Words matter. They communicate meaning from one individual to another. Used effectively, the message will be clear and understandable. Sometimes, however, words can serve to confuse. Or worse by leaving the message sender and its recipient with different understanding of the meaning.
I got to thinking about this when I saw an item in yesterday’s CustomScoop PR Blog Jots that referred to a Slate review of Steven Poole’s Unspeak. According to the review by Jack Shafer, Poole argues that unspeak boils down to:
an attempt to say something without saying it, without getting into an argument and so having to justify itself. At the same time, it tries to unspeak—in the sense of erasing, or silencing—any possible opposing point of view, by laying a claim right at the start to only one choice of looking at a problem.

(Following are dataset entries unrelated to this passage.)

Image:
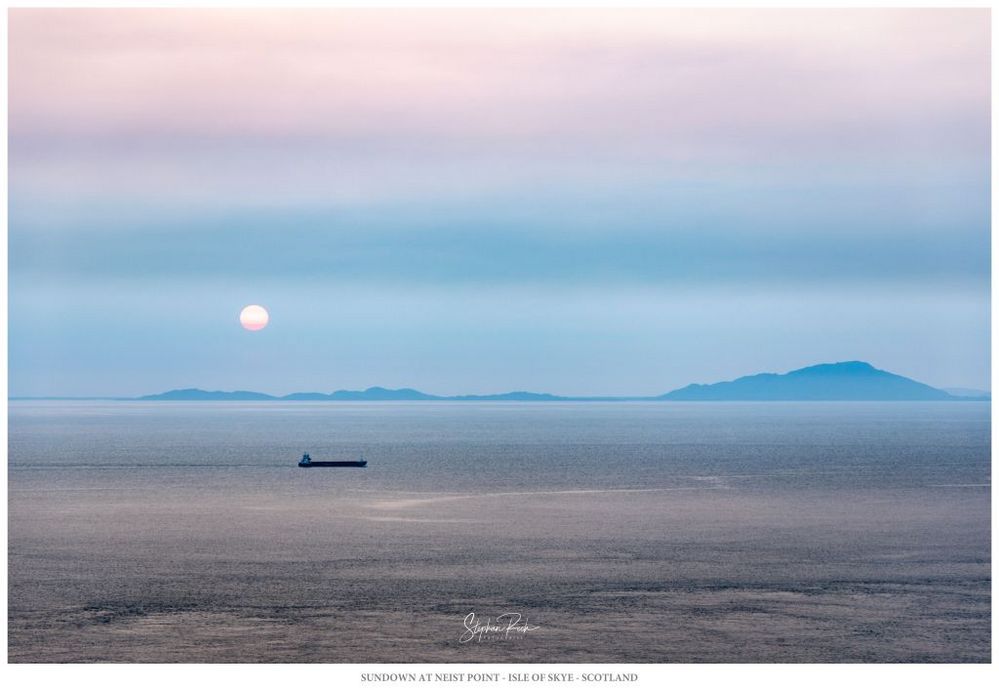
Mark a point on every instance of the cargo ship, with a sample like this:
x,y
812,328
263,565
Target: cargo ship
x,y
307,461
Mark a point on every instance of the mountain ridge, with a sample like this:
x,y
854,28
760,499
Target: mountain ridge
x,y
838,381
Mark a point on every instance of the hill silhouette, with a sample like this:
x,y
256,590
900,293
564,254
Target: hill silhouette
x,y
838,381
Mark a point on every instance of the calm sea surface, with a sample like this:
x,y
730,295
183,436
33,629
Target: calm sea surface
x,y
624,532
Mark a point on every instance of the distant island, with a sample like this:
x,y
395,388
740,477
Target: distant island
x,y
830,382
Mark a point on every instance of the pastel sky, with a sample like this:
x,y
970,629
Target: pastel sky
x,y
464,201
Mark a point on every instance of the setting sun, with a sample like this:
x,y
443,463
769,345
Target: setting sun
x,y
254,317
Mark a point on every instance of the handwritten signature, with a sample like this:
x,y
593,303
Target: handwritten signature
x,y
505,626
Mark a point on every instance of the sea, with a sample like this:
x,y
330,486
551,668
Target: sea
x,y
645,532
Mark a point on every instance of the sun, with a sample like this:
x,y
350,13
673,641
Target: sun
x,y
254,317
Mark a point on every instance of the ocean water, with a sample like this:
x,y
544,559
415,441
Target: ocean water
x,y
621,532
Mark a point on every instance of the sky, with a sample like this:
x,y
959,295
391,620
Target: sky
x,y
583,202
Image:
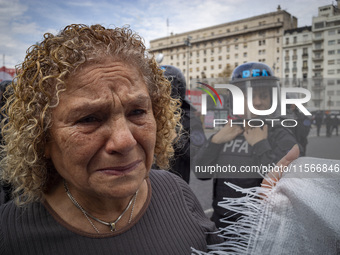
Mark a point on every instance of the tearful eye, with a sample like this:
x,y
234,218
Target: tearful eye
x,y
138,112
88,119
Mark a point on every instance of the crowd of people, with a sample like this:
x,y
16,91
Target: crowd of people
x,y
88,125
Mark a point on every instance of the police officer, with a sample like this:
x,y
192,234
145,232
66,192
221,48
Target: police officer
x,y
243,146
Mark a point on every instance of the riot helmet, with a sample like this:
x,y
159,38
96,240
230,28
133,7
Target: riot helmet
x,y
260,89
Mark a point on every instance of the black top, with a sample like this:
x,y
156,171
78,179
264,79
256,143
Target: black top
x,y
171,222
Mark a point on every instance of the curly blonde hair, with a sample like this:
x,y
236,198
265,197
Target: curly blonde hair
x,y
37,88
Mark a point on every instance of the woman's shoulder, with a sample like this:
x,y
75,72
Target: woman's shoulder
x,y
164,177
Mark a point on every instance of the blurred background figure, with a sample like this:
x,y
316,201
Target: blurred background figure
x,y
318,121
334,123
192,135
301,130
243,146
328,122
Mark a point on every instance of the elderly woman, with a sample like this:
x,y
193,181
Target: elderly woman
x,y
89,114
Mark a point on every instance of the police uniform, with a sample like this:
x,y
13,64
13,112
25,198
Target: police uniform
x,y
246,160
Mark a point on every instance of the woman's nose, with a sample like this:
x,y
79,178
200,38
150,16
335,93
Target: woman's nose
x,y
120,137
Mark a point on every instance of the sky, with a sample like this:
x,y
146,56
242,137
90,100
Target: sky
x,y
23,22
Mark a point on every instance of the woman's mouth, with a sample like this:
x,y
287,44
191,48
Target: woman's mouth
x,y
120,170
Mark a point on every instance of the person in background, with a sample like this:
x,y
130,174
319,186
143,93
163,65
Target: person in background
x,y
334,123
328,122
89,114
244,146
318,121
192,136
301,130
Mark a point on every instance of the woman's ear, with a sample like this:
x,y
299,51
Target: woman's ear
x,y
47,151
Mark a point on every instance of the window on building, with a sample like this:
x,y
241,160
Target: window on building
x,y
331,32
331,42
318,25
331,82
304,64
330,93
318,35
318,46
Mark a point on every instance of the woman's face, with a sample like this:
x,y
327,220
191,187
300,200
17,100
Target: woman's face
x,y
103,132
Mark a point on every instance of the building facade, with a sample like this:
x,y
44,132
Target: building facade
x,y
297,63
311,58
213,52
326,57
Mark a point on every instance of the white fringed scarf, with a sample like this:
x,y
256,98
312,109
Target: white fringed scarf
x,y
300,214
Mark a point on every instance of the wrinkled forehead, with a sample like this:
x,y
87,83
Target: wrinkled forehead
x,y
121,77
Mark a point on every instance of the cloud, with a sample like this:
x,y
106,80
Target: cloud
x,y
24,22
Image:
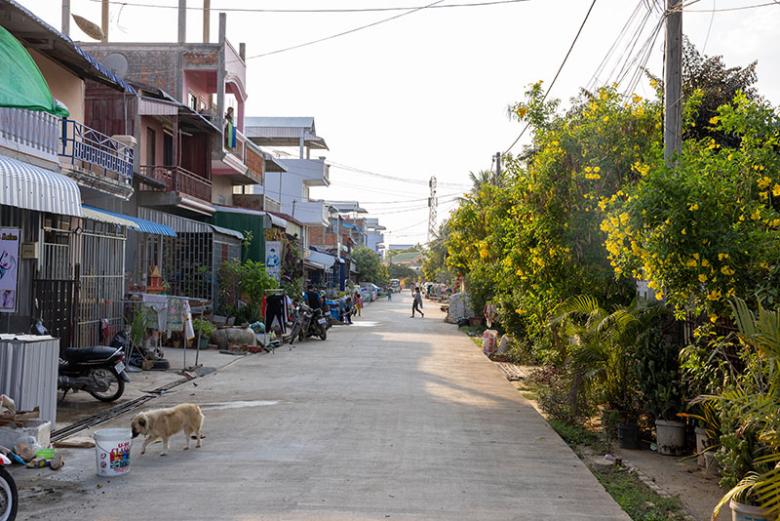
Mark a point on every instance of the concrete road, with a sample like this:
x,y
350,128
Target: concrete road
x,y
391,418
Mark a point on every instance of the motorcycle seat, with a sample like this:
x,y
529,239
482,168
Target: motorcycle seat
x,y
88,354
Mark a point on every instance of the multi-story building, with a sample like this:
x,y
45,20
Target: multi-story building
x,y
69,257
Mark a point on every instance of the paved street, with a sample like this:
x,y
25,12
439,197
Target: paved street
x,y
391,418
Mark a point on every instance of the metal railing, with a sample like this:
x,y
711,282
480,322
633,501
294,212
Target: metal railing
x,y
29,131
89,147
178,179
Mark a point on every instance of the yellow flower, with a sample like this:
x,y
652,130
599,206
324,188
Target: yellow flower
x,y
521,111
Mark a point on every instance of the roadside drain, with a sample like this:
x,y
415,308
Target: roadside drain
x,y
238,405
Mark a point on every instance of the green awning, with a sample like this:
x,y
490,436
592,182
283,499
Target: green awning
x,y
21,83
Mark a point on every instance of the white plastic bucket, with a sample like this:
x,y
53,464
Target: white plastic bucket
x,y
112,451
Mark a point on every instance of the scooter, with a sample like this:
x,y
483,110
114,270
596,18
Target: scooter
x,y
99,370
9,497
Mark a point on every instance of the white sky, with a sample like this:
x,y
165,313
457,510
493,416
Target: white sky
x,y
427,94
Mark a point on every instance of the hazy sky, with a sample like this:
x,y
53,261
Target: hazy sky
x,y
427,94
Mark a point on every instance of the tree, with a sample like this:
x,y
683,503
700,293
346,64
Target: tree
x,y
369,266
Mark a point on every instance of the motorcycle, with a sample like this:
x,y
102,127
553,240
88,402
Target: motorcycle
x,y
307,323
98,370
8,495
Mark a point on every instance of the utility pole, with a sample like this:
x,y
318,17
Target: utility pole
x,y
673,82
433,204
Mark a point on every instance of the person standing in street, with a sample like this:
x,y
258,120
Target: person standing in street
x,y
358,300
417,303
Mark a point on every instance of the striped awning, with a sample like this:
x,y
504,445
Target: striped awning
x,y
34,188
140,225
98,214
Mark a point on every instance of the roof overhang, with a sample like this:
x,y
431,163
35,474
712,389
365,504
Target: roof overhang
x,y
50,42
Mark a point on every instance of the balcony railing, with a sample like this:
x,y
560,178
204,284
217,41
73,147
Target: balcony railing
x,y
178,179
95,152
29,131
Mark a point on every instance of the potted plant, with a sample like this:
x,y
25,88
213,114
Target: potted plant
x,y
203,331
658,377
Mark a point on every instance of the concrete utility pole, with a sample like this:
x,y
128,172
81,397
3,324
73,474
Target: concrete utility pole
x,y
673,81
104,19
206,20
66,17
182,21
433,204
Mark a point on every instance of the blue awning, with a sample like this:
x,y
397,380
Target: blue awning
x,y
144,226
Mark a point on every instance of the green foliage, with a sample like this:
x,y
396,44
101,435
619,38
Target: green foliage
x,y
369,266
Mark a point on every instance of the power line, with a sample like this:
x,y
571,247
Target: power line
x,y
344,33
565,58
312,11
388,177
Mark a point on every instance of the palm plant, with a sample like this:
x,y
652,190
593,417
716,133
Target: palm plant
x,y
597,351
756,400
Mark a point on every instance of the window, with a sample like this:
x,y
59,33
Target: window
x,y
168,149
151,147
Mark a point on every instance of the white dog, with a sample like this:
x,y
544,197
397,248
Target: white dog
x,y
161,424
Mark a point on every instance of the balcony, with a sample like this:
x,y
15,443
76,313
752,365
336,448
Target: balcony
x,y
95,159
175,186
29,132
314,172
242,164
309,212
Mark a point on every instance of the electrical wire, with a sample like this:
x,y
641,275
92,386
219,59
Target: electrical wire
x,y
560,68
344,33
310,11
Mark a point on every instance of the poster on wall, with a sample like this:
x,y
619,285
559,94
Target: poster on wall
x,y
9,268
273,259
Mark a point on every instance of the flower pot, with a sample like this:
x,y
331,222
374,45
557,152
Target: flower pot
x,y
670,437
702,442
742,512
628,436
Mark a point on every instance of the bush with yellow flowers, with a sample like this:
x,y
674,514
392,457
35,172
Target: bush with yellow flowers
x,y
708,228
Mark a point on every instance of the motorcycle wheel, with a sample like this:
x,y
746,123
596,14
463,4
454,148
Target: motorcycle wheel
x,y
9,498
115,389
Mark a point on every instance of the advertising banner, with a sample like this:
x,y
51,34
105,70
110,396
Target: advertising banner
x,y
9,268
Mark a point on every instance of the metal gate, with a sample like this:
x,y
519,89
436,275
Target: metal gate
x,y
101,282
55,284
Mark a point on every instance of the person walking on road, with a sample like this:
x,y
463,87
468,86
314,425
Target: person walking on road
x,y
417,304
358,300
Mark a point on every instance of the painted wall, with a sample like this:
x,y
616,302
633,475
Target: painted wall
x,y
154,124
64,85
221,191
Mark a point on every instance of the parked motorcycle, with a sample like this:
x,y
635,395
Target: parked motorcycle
x,y
307,323
98,370
8,495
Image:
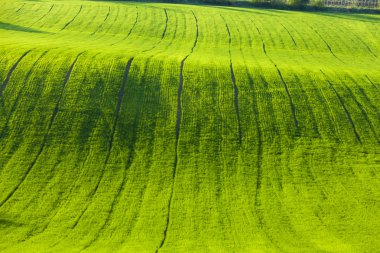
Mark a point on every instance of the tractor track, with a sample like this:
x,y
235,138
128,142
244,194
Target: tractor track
x,y
327,44
110,143
130,31
129,160
292,107
19,94
43,16
44,141
373,84
344,108
6,81
163,33
233,79
286,29
177,133
72,20
101,25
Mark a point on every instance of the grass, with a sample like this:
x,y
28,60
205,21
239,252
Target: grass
x,y
146,127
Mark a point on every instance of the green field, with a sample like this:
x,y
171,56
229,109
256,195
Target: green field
x,y
142,127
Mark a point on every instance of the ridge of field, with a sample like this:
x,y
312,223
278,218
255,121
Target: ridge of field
x,y
142,127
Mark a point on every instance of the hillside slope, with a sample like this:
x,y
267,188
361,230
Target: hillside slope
x,y
135,127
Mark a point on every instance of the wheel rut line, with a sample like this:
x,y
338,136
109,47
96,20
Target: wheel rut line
x,y
6,81
72,20
133,26
292,107
257,200
291,36
43,16
373,84
128,164
101,25
327,44
344,108
233,79
110,143
55,111
177,134
19,94
362,110
163,33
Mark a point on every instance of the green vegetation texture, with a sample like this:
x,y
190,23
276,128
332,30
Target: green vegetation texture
x,y
142,127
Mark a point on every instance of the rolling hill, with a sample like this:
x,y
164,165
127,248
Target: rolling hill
x,y
147,127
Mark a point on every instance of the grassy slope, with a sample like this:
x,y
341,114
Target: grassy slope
x,y
144,127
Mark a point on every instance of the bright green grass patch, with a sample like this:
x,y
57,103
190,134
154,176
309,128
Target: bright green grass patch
x,y
139,127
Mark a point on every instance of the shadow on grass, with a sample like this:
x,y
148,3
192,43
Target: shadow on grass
x,y
354,17
18,28
8,223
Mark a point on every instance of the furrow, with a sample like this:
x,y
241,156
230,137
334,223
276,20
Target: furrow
x,y
101,25
6,81
19,94
177,133
344,108
55,111
128,164
130,31
163,33
294,42
110,143
324,41
72,20
43,16
292,107
233,79
373,84
362,110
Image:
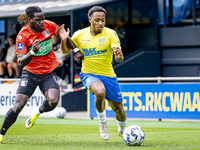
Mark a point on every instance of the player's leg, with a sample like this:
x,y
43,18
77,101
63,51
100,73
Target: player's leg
x,y
93,84
99,91
120,115
50,89
12,114
114,97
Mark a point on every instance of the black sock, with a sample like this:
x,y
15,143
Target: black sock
x,y
12,76
1,75
9,119
45,107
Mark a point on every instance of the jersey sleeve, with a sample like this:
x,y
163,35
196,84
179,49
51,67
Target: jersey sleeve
x,y
54,27
75,38
21,45
114,40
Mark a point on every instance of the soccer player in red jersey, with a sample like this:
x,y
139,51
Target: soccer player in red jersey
x,y
35,54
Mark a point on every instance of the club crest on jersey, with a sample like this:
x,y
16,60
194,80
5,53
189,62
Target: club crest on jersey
x,y
20,46
46,33
24,83
101,41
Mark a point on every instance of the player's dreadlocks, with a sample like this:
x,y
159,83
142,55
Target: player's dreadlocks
x,y
29,12
96,9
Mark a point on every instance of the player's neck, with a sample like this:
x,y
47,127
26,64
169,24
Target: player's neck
x,y
93,33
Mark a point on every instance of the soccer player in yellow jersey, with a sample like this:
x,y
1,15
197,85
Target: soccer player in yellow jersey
x,y
98,44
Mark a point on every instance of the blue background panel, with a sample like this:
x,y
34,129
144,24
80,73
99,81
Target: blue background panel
x,y
161,101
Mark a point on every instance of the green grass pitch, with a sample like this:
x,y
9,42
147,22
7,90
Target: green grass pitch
x,y
83,134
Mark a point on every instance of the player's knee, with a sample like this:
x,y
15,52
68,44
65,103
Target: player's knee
x,y
53,102
17,109
100,94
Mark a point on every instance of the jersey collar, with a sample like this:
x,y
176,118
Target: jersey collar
x,y
32,30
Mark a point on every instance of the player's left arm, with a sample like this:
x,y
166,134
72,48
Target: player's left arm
x,y
115,44
118,54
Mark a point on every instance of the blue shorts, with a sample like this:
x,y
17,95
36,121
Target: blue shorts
x,y
29,82
110,83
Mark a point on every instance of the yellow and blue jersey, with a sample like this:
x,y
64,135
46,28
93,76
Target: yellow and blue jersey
x,y
97,50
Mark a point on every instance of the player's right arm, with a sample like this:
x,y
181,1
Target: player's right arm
x,y
67,45
26,59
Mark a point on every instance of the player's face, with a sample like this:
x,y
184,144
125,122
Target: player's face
x,y
97,21
37,22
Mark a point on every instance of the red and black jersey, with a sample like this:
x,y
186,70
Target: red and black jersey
x,y
44,61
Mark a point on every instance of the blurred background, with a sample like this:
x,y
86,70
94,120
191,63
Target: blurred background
x,y
159,38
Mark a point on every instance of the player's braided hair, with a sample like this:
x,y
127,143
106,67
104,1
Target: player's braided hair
x,y
29,12
96,9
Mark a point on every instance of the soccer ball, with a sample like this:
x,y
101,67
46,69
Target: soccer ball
x,y
133,135
60,112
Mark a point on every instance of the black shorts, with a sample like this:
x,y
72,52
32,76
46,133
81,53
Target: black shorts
x,y
29,82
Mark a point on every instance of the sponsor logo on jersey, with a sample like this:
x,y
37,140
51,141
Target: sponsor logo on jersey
x,y
20,37
118,42
101,41
85,40
31,41
20,46
92,51
24,83
46,33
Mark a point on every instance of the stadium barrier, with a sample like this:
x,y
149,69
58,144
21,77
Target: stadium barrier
x,y
7,98
156,98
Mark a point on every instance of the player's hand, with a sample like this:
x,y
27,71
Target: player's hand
x,y
36,46
118,54
78,56
63,34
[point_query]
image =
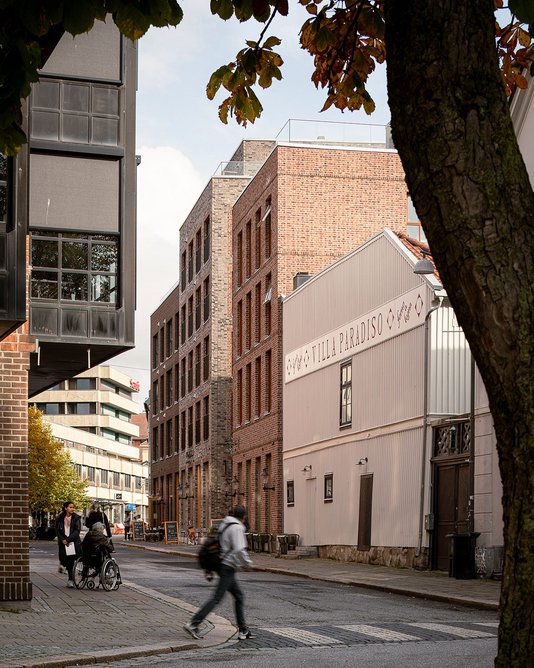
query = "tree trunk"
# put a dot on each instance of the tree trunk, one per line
(452, 128)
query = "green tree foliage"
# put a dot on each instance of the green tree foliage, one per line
(52, 475)
(450, 67)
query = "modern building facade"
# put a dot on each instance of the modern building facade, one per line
(308, 205)
(73, 186)
(380, 463)
(191, 358)
(93, 415)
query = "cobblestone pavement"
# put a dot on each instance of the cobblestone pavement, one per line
(75, 627)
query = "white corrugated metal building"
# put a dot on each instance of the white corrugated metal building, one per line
(372, 354)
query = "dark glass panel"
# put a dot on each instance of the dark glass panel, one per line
(74, 287)
(76, 97)
(75, 129)
(104, 289)
(44, 253)
(74, 255)
(104, 257)
(45, 94)
(44, 285)
(45, 125)
(105, 101)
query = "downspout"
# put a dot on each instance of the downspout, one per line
(425, 420)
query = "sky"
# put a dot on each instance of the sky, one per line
(181, 140)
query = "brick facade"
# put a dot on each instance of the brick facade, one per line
(15, 584)
(305, 208)
(191, 476)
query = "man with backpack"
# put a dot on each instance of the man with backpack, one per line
(233, 556)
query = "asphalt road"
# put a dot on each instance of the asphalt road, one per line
(308, 623)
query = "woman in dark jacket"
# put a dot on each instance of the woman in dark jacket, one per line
(68, 527)
(97, 515)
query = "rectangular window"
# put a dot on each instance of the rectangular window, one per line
(206, 299)
(239, 329)
(248, 320)
(206, 239)
(206, 360)
(257, 385)
(248, 249)
(267, 229)
(257, 238)
(206, 419)
(345, 402)
(239, 395)
(198, 251)
(198, 308)
(290, 492)
(74, 267)
(239, 259)
(267, 385)
(248, 392)
(168, 337)
(183, 263)
(328, 487)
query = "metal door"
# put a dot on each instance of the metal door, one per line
(451, 508)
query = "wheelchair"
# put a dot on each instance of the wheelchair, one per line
(101, 565)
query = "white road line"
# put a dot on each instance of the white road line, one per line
(305, 637)
(453, 630)
(374, 632)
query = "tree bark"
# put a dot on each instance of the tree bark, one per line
(452, 127)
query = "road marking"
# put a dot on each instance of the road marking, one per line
(305, 637)
(453, 630)
(383, 634)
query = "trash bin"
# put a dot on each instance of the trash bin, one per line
(463, 555)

Shafer goes on to cite phrases from the book or his own experience that would be considered unspeak by this definition. Examples include: pro-life, pro-choice, Friends of the Earth, tax relief, tax burden, extremism, moderate, gridlock, loopholes, and Islamofascism.
Peter Himler points to the review and uses it to challenge the PR profession:
From the perspective of PR practitioners, e.g., those typically accused of creating unspeak, PRSA or some other industry organization should also lay down the gauntlet…to distance the industry from the Beltway spinmeisters who have increasingly tainted the profession. Honest advocacy does not have to be an oxymoron.
Clearly, if someone is trying to actually mislead an audience of readers, listeners, or viewers, that’s not right. But that’s different than carefully selecting words to convey an organization’s message, be it political or promotional. Dueling terms like pro-choice vs. pro-life and death tax vs. inheritance tax are not meant to mislead; rather, they clearly and honestly communicate the point of view of each side’s advocates.
One is not left to parse words for understanding with phrases such as these and to malign them as spin or even of questionable ethics would be misguided. We should fight against deceit, lies, and deception, but we ought not hamstring the ability of professionals to communicate honestly and effectively.